Statement regarding the introduction of The California Right to Know Genetically Engineered Food Act for the November 2012 ballot.

By Marcia Ishii-Eiteman, PhD, Senior Scientist at Pesticide Action Network

A staggering majority of Americans, 93% in fact, want to know when they are eating genetically engineered (GE) food. With up to 80% of the non-organic products on our shelves containing GE ingredients, and little-to-no long-term studies on their effects, people are concerned.

This November, Californians will for the first time have the ability to vote to require that foods containing genetically engineered ingredients bear a label indicating as much. Pesticide Action Network (PAN) strongly supports the public’s right to know what is in our food, and therefore endorses The California Right to Know Genetically Engineered Food Act.

Much of the rest of the world — including Japan, Australia, the European Union and China — already requires genetically engineered foods to be clearly labeled. But in the U.S., pesticide and biotech companies like Monsanto continue to enjoy unfettered and unlabeled access to the market, and a consumer population that is left largely in the dark.

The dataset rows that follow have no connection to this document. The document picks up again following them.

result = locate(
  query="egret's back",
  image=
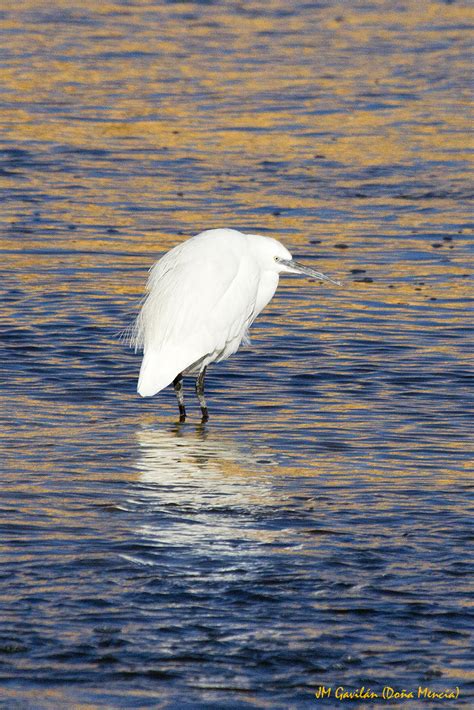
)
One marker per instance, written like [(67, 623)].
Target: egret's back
[(201, 300)]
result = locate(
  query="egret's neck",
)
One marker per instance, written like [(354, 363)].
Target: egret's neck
[(266, 289)]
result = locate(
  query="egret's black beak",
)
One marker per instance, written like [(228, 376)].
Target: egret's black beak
[(295, 267)]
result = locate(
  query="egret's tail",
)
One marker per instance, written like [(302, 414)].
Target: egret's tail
[(160, 367)]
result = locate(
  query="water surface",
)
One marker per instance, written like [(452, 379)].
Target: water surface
[(316, 530)]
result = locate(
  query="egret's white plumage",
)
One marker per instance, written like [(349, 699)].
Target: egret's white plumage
[(202, 297)]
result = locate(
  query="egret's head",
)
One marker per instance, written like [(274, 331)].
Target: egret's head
[(277, 258)]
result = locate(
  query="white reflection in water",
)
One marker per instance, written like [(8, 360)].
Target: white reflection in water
[(202, 489)]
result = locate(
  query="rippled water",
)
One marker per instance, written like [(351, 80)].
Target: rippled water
[(316, 530)]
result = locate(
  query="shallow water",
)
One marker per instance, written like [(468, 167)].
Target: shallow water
[(316, 530)]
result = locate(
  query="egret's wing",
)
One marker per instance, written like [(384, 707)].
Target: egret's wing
[(196, 306)]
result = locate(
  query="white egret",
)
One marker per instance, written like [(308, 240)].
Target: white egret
[(202, 297)]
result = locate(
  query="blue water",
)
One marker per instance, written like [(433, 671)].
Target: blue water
[(316, 530)]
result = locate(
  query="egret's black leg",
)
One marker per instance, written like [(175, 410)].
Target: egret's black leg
[(200, 394), (178, 388)]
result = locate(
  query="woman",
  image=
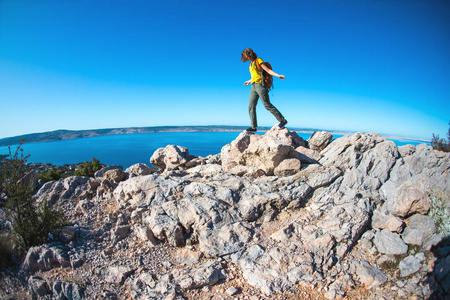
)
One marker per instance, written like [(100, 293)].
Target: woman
[(259, 90)]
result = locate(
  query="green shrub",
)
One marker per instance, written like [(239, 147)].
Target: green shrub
[(6, 251), (88, 168), (440, 210), (32, 222)]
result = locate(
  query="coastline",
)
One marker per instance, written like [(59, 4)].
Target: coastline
[(62, 134)]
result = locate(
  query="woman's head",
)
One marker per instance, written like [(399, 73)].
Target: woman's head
[(248, 54)]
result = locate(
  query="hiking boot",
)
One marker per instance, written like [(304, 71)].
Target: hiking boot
[(282, 124)]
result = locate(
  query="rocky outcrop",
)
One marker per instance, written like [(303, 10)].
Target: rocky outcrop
[(271, 213)]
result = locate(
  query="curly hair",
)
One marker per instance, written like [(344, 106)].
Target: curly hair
[(248, 54)]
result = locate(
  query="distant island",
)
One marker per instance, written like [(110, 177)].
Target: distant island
[(59, 135)]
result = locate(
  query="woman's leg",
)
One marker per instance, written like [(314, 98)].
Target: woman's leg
[(264, 95), (253, 100)]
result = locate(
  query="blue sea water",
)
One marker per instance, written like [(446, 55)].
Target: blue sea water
[(129, 149)]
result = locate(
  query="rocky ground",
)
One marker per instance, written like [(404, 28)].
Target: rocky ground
[(270, 217)]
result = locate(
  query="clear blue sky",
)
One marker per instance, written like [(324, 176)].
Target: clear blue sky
[(373, 66)]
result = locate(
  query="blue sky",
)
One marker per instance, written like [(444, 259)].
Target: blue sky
[(370, 66)]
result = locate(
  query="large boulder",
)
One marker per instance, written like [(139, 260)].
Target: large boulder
[(319, 140), (249, 153), (44, 258), (408, 200)]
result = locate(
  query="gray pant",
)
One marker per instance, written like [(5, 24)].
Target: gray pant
[(260, 91)]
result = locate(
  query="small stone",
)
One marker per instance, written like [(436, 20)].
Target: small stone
[(231, 291), (409, 265)]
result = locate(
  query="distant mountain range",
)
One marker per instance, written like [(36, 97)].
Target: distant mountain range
[(59, 135)]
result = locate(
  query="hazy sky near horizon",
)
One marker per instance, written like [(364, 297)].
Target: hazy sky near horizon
[(370, 66)]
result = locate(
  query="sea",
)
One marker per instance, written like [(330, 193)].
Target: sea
[(130, 149)]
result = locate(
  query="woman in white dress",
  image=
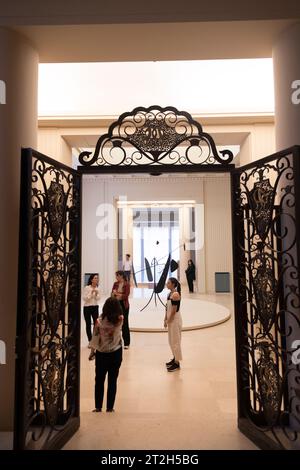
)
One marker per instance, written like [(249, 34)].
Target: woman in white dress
[(173, 322)]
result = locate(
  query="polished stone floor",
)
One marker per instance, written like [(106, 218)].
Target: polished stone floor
[(194, 408)]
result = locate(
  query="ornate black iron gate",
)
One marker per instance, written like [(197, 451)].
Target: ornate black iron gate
[(48, 322), (266, 254)]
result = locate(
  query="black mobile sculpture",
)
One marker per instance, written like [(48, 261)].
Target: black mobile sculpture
[(158, 287)]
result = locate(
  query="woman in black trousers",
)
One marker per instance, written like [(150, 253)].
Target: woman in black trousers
[(106, 345), (190, 275)]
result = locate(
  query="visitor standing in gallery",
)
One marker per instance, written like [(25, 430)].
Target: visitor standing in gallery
[(106, 345), (121, 292), (173, 322), (127, 267), (190, 275), (91, 297)]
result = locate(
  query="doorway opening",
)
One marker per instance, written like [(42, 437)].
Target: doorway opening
[(265, 204)]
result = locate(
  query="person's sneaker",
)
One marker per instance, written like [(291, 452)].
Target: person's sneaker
[(92, 356), (173, 367), (171, 362)]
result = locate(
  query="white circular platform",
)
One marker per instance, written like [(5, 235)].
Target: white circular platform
[(195, 313)]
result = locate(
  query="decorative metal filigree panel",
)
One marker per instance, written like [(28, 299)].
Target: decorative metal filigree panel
[(266, 235), (155, 136), (47, 367)]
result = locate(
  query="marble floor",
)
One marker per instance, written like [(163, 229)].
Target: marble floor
[(194, 408)]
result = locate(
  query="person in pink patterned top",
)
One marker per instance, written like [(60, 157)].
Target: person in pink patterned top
[(106, 345)]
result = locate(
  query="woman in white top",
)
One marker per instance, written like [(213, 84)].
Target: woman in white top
[(106, 344), (91, 297), (173, 322)]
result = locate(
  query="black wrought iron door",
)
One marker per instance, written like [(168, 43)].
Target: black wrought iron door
[(266, 247), (48, 321)]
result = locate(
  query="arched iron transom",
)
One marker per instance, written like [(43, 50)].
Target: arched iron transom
[(155, 136)]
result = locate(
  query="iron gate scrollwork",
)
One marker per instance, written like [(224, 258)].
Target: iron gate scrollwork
[(48, 323), (266, 248), (155, 137)]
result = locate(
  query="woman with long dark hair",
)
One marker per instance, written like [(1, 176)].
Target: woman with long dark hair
[(190, 275), (106, 345), (173, 322), (91, 297), (121, 292)]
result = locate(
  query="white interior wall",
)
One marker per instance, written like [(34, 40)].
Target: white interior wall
[(218, 235), (101, 255)]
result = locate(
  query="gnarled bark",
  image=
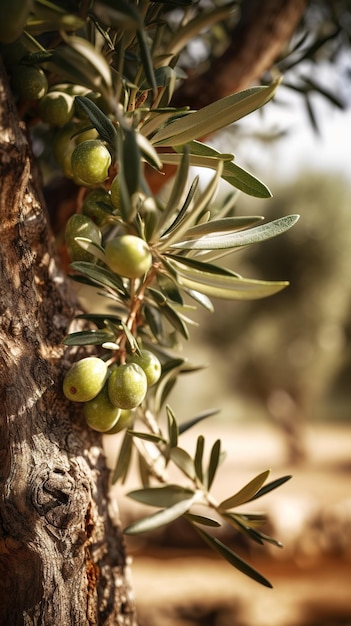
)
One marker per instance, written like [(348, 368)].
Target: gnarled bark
[(257, 39), (62, 557)]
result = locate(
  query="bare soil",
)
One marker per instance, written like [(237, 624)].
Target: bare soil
[(180, 583)]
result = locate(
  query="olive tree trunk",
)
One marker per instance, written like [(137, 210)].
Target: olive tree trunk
[(62, 557), (262, 31)]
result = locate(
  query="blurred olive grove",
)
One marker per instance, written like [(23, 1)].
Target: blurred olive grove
[(285, 358), (288, 357)]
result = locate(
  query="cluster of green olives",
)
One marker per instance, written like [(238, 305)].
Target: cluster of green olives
[(111, 393), (127, 255), (81, 154)]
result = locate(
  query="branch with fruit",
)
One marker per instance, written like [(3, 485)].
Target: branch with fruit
[(101, 92)]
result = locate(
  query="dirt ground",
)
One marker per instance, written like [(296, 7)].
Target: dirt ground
[(179, 583)]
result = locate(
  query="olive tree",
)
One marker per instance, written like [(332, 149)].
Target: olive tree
[(86, 97)]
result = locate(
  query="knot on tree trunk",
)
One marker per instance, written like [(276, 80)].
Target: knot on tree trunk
[(61, 496)]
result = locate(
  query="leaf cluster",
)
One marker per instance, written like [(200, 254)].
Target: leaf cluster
[(194, 501), (119, 60)]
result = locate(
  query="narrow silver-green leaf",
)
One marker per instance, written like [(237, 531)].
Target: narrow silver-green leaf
[(224, 225), (217, 115), (224, 287), (195, 420), (245, 494), (123, 459), (214, 461), (99, 275), (270, 486), (147, 436), (202, 519), (172, 428), (236, 239), (192, 214), (184, 461), (162, 497), (232, 173), (87, 337), (199, 453), (233, 558), (160, 518)]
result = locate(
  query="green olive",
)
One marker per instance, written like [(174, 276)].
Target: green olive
[(29, 82), (85, 379), (124, 420), (80, 225), (93, 206), (128, 256), (91, 161), (116, 193), (100, 414), (56, 108), (149, 363), (127, 386)]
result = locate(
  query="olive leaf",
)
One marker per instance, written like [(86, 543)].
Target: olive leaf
[(165, 516), (183, 460), (202, 519), (229, 287), (100, 121), (234, 239), (184, 426), (88, 337), (232, 173), (123, 459), (232, 558), (215, 458), (245, 494), (162, 496), (100, 276), (173, 430), (214, 116)]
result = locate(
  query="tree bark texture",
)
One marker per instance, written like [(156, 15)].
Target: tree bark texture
[(62, 557), (257, 39)]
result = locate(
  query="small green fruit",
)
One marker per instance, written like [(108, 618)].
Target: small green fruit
[(116, 193), (124, 420), (128, 256), (91, 161), (127, 386), (93, 206), (80, 225), (100, 414), (29, 82), (149, 363), (85, 379), (56, 108)]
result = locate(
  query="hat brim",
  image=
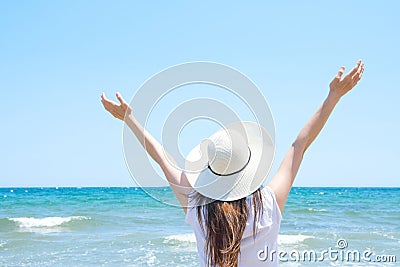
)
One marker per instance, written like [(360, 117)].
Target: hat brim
[(241, 184)]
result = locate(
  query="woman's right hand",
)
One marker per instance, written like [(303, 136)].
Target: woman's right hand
[(340, 86), (119, 111)]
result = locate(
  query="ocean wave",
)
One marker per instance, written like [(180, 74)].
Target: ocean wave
[(31, 222), (292, 239), (190, 238), (180, 238)]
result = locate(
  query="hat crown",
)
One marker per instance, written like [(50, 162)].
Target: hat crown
[(228, 152)]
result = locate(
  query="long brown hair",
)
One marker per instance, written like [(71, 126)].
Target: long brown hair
[(225, 222)]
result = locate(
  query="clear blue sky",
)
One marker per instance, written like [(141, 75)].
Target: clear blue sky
[(56, 57)]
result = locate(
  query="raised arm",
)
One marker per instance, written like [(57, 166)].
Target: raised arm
[(176, 178), (283, 180)]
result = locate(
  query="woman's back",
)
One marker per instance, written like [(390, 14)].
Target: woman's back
[(253, 251)]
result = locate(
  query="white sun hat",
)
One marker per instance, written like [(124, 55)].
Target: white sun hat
[(232, 163)]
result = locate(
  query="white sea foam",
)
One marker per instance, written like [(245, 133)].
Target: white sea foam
[(292, 239), (282, 239), (30, 222), (189, 238)]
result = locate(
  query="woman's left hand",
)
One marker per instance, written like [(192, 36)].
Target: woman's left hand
[(119, 111)]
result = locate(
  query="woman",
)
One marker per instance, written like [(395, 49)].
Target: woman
[(233, 216)]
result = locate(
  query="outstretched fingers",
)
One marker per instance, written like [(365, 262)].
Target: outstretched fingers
[(340, 73)]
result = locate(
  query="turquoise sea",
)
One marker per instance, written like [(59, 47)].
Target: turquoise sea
[(127, 227)]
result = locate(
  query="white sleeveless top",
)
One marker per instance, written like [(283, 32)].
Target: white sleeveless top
[(253, 252)]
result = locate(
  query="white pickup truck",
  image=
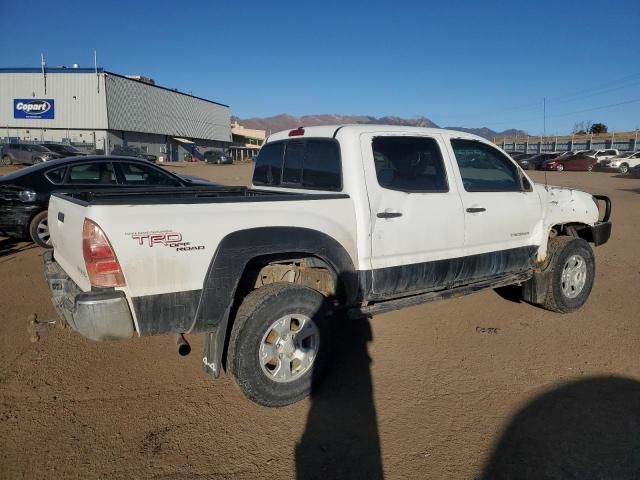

Not surprisingly, the major pesticide and biotech companies are strongly opposed to providing this information. It is this handful of corporations (Monsanto, Dow, BASF, Bayer, Syngenta and DuPont, also known as the Big Six) that dominate the world’s seed, pesticide and biotech markets and that control the fate of food and farming in our country. These corporations have exerted undue influence on our food and farming system for far too long, while making promises on which they fail to deliver. They have actively suppressed independent science seeking to establish the safety or efficacy of their products through a combination of direct intimidation of scientists and farmers alike, and restrictive control over who can examine their products and even how much shelf space must be devoted to their products versus their competitors’. These suppression tactics have been so effective that 26 scientists were compelled to write an anonymous letter to EPA decrying both our dearth of knowledge about the safety or efficacy of GE seeds, and the “chilling effect” on free inquiry.

What we do know is that after 15 years of commercialization, and millions of dollars in publicly funded research, the agricultural biotech industry has yet to deliver on their promises. Rather than reducing the need for hazardous pesticides, herbicide-resistant seeds have driven a massive increase in herbicide use that has been linked to significant environmental and public health concerns.

It’s clear that genetically engineered, herbicide-resistant seeds are the growth engines of the pesticide industry’s sales and marketing strategy. These seeds are part of a technology package explicitly designed to facilitate increased, indiscriminate herbicide use and pump up chemical sales. If Monsanto and Dow’s GE crops are so good for the planet, why are these companies so determined to hide their presence in our foods? What do they have to hide?

We have a right to know what we’re eating. The California Right to Know Act takes an important step towards fulfilling that right.